To make this whole arrangement feel somehow more wholesome and Godly, however, my mom converted to Christianity and accepted Jesus Christ as her savior, which meant a lot to Clifford. He also warmly embraced his mistress’ children as part of the package. I well remember my mother’s special friend “Mr. Clinton.” He was soft-spoken and unfailingly kind and generous, often taking me as a young boy for candy and ice cream in his four-speed VW Beetle.
Mom would rave about Clinton as just about the most amazing man who ever lived. She described his utter selflessness and philanthropy, like how he would allow people to dine for free during the Depression if they couldn’t afford to pay and how helping the poor and feeding the starving was his life’s mission. And my mother constantly spoke of how much she loved him, whose own ardor was equally clear in a series of passionate love letters Mom kept. Their mutual devotion certainly seemed to extend beyond the boudoir. Clinton became Mother’s benefactor and support system in finding her an occupational calling that didn’t involve physical gratification – at least not directly.
After failing with laundromat and matchmaking businesses in which he had set up my mother, Clifford, who knew a little something about how to find career success, wondered if there might be an opportunity for Terri to mass-produce and market some of the fruit-scented lotions, potions and gels that she created that so delighted him in spicing up their lovemaking. At the time, the business of “marital aids” existed only in the most limited fashion. What Clinton had proposed was utterly novel.
So it was that Clifford Clinton put up the seed money in 1965 to establish what would ultimately sprout into a thriving lubrication empire, thereby becoming the world’s most improbable driver of the Sexual Revolution and again demonstrating that he was far more than just another altruistic, vice-squelching, adulterous Christian restaurateur.

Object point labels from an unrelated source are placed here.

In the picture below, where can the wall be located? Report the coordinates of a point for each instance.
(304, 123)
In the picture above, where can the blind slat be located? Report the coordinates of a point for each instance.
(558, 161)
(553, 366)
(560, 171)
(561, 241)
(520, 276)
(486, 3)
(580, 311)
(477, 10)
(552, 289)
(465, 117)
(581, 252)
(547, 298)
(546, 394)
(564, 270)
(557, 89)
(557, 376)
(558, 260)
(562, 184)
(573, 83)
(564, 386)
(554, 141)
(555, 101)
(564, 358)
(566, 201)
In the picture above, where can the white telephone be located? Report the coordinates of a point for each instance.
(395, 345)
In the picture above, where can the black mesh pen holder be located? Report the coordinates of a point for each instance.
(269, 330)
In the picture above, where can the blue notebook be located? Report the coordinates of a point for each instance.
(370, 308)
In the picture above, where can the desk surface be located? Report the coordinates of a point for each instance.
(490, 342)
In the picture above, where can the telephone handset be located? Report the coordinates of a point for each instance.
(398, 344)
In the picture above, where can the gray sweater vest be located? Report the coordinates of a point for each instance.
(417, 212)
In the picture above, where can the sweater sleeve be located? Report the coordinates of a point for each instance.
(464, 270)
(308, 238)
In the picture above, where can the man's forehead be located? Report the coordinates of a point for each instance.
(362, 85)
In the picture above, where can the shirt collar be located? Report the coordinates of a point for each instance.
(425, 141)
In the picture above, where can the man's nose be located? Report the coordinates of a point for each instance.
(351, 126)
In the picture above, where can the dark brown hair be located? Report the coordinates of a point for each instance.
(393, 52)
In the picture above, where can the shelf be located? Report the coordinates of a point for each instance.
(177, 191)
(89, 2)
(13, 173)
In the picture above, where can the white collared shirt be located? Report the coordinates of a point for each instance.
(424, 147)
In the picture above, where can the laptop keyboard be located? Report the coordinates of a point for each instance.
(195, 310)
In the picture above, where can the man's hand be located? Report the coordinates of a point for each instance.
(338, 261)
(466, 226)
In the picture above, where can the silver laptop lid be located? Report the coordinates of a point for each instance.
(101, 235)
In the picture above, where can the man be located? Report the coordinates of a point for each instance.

As for my mother, she enjoyed great success with the sex-aid business for some 35 years, proving her mettle both as a pioneering businesswoman and a creative visionary. She invented dozens of products that carried such colorful, pun-heavy names as Joy Jell, Emotion Lotion, Hap-Penis, Sex Fifth Avenue and (oh the humanity) Penetration H. And none of it would have happened were it not for the adoration and assistance of Clinton.
As Paul Harvey was once fond of saying, now you know the rest of the story.
Except there’s just a little bit more.
When Clinton died on November 20, 1969, Mom mourned him with a grief so intense that it never really stopped for the 40 years of her life that remained. After the funeral, she was politely asked by Nelda and her children not to contact them ever again. My mother respected that.
Yet barely a week went by for the remainder of Mother’s life when Clifford’s name didn’t come up. She regularly burned candles in his memory, kept a portrait of him above her bed (“To watch over me”) and reminded me often that the 10 years during which the two were lovers was by far the best of her life – even with all of the weirdness. Her newfound Christian faith gave Mom reassurance that she and Cliff would be back together someday.
Of course, Mother and Clifford already were joined in spirit before we performed that more physical reunification during Clifton’s construction back in 2011. But it’s nice to know they’re officially hooked up again. They’re also hopefully enjoying a bit more privacy.
My sister and I finally will have a chance to check up on Mom at the grand Clifton’s reopening tonight. As for the rest of you, don’t worry. She isn’t haunting the place. She’s protecting it. And Clifford is no doubt making sure she behaves herself.